I could track the overall walk or changes by tracking the "center" of those served on a yearly basis, but how do I get something like a variance or standard deviation of that point in two dimensions? Is there an agreed upon measure of two-dimensional dispersion that I can use to measure this? Or would it have to be two values (dispersion of X and dispersion of Y)? Is this going to be sensitive to changes in sample size on a yearly basis?

dcoy
  • 337
  • 1
    https://stats.stackexchange.com/questions/13272/2d-analog-of-standard-deviation might be helpful – Henry Apr 19 '23 at 00:05
  • If your worry is distance from service providers, one option which might be easily understood could be average distance (Euclidean or road or travel time or something else) to the nearest service provider rather than to the centre of population – Henry Apr 19 '23 at 00:08
  • Thanks, that existing post is exactly what I was looking for. For those wanting a summary, they are recommending Euclidian distance to the center or the group centroid for each point to get one SD calculation instead of one for X and one for Y. I'm not sure how I missed it, as it is using similar language. I assumed we'd be doing what you described with the distance to nearest provider, but there is not a complete account of locations for all agencies in the early annual cross-sections. – dcoy Apr 19 '23 at 02:04

1 Answers1

0

There is a book by Neft (1966) Statistical analysis for areal distributions. He suggests in Chapter IV, and I agree, that the "harmonic mean" of an areal distribution is ideal for describing its central tendency, for a variety of reasons.

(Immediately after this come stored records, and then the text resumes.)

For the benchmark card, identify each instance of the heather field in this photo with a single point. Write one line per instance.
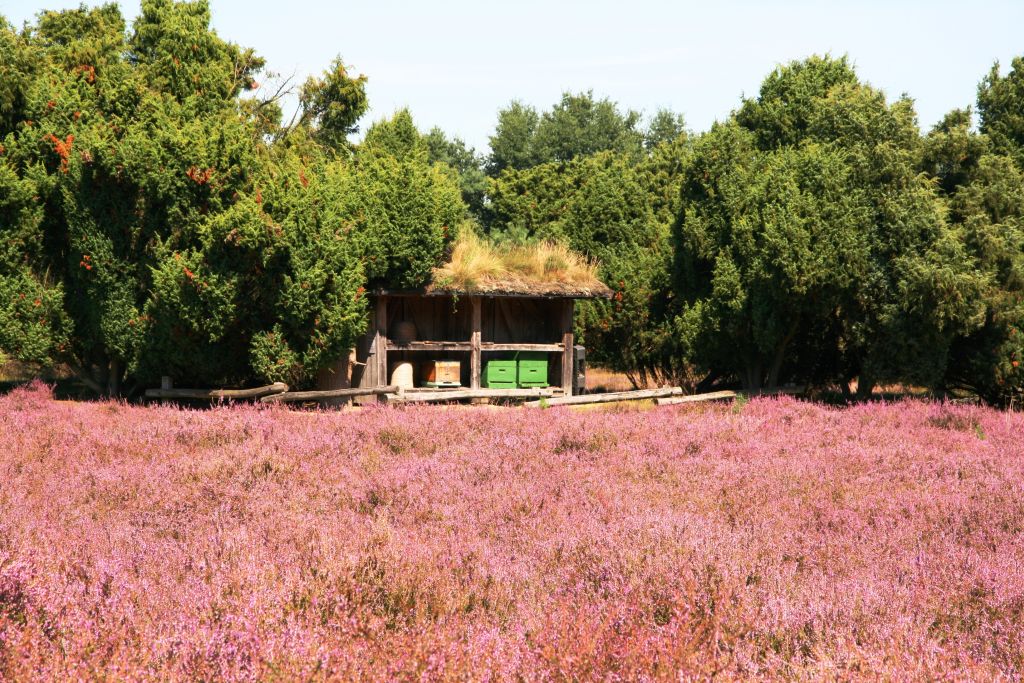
(772, 540)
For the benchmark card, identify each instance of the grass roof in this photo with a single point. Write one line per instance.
(543, 268)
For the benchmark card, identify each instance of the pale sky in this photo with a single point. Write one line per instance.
(456, 62)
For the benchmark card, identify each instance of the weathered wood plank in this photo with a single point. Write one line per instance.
(695, 398)
(461, 394)
(468, 346)
(567, 310)
(216, 394)
(381, 344)
(294, 396)
(610, 397)
(721, 395)
(474, 344)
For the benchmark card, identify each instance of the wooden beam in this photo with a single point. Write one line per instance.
(567, 310)
(468, 346)
(720, 395)
(610, 397)
(474, 344)
(215, 394)
(695, 398)
(381, 341)
(461, 394)
(293, 396)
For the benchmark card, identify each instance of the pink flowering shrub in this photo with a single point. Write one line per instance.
(783, 540)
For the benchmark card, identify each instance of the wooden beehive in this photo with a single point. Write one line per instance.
(442, 373)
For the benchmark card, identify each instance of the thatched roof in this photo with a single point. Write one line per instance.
(522, 287)
(542, 269)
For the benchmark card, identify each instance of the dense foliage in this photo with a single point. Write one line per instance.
(156, 222)
(159, 216)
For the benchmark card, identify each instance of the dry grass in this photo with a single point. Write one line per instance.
(476, 264)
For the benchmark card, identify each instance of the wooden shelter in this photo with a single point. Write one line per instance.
(495, 318)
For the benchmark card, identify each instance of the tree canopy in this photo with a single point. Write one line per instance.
(160, 214)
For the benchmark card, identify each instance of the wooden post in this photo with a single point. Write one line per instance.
(475, 361)
(380, 341)
(567, 311)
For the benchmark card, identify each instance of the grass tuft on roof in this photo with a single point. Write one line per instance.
(542, 268)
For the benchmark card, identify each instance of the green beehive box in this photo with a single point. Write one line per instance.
(499, 374)
(531, 370)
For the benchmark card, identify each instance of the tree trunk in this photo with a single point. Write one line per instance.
(705, 385)
(865, 385)
(753, 376)
(776, 364)
(113, 378)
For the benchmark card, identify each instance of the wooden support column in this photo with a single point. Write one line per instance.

If you have a set of data points (coordinates) indexed by $i=1,\cdots ,P$ the harmonic mean center is located at position $j$ where the following expression is minimised:

$$ H_j=\frac{1}{\sum_{i=1}^P \frac{1}{r_{ij}}} $$

with $r_{ij}$ being the great circle distance between coordinate $j$ and point $i$.

This has some benefits over using Euclidian distance based measures of center

  • it's less sensitive to outliers, as the Euclidian distance-based center is based upon the square of distances
  • it will always be based within the area of study, even if the area of interest is concave
  • if you are spread over a large area, you will correctly account for the curvature of the earth

The value at the minimum, is the measure of dispersion you are interested in.

You should be able to calculate this manually, either by a) using a two-dimensional optimiser built into whatever software you are using, or b) generated a grid of points, calculating $H_j$ at each point, and then finding the minimum.

Alex J
  • 2,151